In early May, the Biden administration rescinded its executive order that created a vaccine mandate for federal employees, ahead of a case relating to the mandate reaching the Supreme Court. As The Hill reported, this set the stage for an argument about whether or not federal employees could challenge the constitutionality of the mandate directly in court or if they had to go through the Merit Systems Protection Board.

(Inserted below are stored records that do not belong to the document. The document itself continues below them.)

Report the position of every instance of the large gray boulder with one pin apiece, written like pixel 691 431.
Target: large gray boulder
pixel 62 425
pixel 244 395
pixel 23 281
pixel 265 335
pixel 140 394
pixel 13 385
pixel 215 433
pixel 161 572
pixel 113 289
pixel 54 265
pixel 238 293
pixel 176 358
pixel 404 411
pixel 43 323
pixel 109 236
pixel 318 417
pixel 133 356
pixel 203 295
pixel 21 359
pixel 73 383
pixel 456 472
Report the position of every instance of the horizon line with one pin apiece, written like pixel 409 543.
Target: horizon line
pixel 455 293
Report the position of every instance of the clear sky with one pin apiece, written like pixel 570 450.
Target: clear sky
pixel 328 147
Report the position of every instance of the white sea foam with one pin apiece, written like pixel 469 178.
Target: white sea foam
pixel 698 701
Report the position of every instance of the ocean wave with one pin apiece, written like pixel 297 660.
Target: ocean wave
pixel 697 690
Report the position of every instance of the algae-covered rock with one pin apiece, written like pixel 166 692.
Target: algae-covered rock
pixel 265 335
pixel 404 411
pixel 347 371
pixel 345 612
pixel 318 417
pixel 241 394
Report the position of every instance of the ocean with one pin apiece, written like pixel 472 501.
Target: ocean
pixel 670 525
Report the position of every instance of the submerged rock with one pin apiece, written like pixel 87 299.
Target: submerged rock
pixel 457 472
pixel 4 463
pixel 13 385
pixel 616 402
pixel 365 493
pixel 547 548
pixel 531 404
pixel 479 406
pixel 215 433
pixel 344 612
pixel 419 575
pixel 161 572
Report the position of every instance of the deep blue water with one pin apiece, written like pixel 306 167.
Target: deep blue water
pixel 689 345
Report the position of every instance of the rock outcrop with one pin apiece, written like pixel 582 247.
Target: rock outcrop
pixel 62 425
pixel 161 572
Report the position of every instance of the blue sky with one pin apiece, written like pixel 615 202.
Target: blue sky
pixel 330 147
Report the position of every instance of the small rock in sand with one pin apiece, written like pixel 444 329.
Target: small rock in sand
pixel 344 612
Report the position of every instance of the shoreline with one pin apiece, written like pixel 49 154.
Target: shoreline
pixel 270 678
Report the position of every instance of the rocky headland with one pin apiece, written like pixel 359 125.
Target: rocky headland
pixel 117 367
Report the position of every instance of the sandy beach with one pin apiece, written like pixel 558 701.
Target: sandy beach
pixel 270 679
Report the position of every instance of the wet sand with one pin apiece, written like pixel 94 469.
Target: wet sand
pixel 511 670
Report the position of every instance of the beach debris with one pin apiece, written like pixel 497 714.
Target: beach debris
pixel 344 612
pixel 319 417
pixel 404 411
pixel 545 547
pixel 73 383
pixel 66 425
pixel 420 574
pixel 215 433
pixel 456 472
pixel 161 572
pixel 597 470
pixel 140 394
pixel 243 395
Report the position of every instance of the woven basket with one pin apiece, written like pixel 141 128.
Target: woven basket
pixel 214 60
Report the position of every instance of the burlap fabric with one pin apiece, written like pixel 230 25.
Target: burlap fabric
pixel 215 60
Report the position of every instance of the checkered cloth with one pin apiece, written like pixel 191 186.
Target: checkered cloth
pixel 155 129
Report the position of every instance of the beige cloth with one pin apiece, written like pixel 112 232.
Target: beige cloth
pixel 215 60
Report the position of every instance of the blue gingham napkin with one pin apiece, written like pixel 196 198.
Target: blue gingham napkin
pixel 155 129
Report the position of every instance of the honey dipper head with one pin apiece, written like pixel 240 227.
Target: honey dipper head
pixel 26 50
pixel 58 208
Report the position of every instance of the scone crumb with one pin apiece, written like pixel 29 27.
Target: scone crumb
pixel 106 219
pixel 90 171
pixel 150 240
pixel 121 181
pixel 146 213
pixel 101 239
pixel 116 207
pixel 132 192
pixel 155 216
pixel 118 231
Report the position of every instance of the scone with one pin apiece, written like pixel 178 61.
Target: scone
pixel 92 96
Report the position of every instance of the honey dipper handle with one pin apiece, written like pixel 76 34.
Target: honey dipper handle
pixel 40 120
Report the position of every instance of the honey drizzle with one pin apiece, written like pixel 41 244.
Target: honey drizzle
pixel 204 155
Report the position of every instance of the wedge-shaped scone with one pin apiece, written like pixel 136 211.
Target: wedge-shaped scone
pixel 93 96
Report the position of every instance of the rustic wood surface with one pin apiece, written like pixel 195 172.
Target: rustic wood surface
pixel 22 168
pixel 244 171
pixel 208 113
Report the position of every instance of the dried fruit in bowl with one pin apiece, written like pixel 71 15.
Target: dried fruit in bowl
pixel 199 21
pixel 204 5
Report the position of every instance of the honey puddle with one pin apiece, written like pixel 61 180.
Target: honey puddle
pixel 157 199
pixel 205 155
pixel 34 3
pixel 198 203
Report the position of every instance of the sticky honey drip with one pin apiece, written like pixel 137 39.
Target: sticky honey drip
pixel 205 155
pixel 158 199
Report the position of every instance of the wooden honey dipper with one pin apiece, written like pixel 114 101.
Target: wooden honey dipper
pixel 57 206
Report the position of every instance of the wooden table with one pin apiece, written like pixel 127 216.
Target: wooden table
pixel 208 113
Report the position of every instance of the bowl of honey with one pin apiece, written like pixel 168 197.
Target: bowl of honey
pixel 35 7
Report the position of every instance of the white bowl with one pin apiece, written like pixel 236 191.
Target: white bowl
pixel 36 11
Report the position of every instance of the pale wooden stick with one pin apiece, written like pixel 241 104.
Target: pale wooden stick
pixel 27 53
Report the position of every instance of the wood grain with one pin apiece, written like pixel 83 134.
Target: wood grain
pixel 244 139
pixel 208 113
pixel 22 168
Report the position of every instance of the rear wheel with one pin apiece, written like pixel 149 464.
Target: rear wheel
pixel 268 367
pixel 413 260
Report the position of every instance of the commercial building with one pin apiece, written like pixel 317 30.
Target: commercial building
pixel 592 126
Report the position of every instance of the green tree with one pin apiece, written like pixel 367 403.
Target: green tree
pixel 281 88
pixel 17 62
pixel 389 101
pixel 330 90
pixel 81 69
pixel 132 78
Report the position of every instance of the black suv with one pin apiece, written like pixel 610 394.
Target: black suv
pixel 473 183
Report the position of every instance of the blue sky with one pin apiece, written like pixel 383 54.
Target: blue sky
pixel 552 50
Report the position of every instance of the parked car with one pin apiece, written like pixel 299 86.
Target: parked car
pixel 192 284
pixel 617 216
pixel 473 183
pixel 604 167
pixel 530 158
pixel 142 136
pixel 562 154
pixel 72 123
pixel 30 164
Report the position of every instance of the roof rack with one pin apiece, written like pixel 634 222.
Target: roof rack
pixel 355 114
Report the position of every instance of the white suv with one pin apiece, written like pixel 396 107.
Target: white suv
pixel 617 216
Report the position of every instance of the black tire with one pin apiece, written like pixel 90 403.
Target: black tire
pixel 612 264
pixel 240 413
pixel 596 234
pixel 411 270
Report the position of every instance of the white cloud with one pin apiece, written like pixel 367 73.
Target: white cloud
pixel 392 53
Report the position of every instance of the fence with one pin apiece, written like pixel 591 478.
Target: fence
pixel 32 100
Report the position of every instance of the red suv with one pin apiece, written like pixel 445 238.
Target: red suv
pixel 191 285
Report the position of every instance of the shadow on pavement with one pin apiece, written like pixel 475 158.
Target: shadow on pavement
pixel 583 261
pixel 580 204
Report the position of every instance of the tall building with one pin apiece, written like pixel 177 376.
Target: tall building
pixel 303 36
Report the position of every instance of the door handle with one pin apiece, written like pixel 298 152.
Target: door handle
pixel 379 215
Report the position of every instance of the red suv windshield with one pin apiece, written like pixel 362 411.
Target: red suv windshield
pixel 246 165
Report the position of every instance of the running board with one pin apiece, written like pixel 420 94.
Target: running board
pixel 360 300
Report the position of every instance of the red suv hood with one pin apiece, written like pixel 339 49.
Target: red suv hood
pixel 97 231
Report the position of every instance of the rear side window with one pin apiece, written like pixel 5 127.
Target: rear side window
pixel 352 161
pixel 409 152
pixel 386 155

Two appeals courts reached two different conclusions about the vaccine mandate in
March, with one D.C. appeals court ruling that federal law required the MSPB and another court, the Court of Appeals for the 5th Circuit, ruling in favor of Feds for Medical Freedom and other assorted plaintiffs.A third court, the U.S. Court of Appeals for the 6th Circuit, issued an injunction that stopped the Air Force from making religious exemptions to become inoculated against COVID-19. This prompted Congress to pass a bill that directed Biden’s defense secretary to rescind the executive order. The administration was transparent in all three cases, stating that the judges should issue a Munsingwear vacatur, which sets aside a lower court’s ruling when the ruling is moot.
An attorney for the plaintiffs wrote to the Supreme Court justices, saying, “Petitioners ask this Court to endorse a ‘heads we win, tails you get vacated’ version of Munsingwear, where they can litigate to the hilt in both district and circuit court and—only if they lose—then decline to seek substantive review from this Court and instead moot the case and ask this Court to erase the circuit court loss from the books.”
The Supreme Court chose to wipe the lower court rulings from the judicial record, essentially siding with the Biden administration’s desire to create a clean legal slate for any such actions in the future. Justice Ketanaji Brown Jackson disagreed with the Court in two of the three cases and said that though she doubted the federal government’s entitlement to use the vacatur, she followed the Court’s established precedent.
The Justice Department, however, maintained in its court filings that the motions from the Biden administration were due to changing public health circumstances and not a cynical attempt to win in a court battle, writing, “The President revoked EO 14,043 because of the waning of the pandemic, not any effort to evade judicial review or gain litigation advantage.”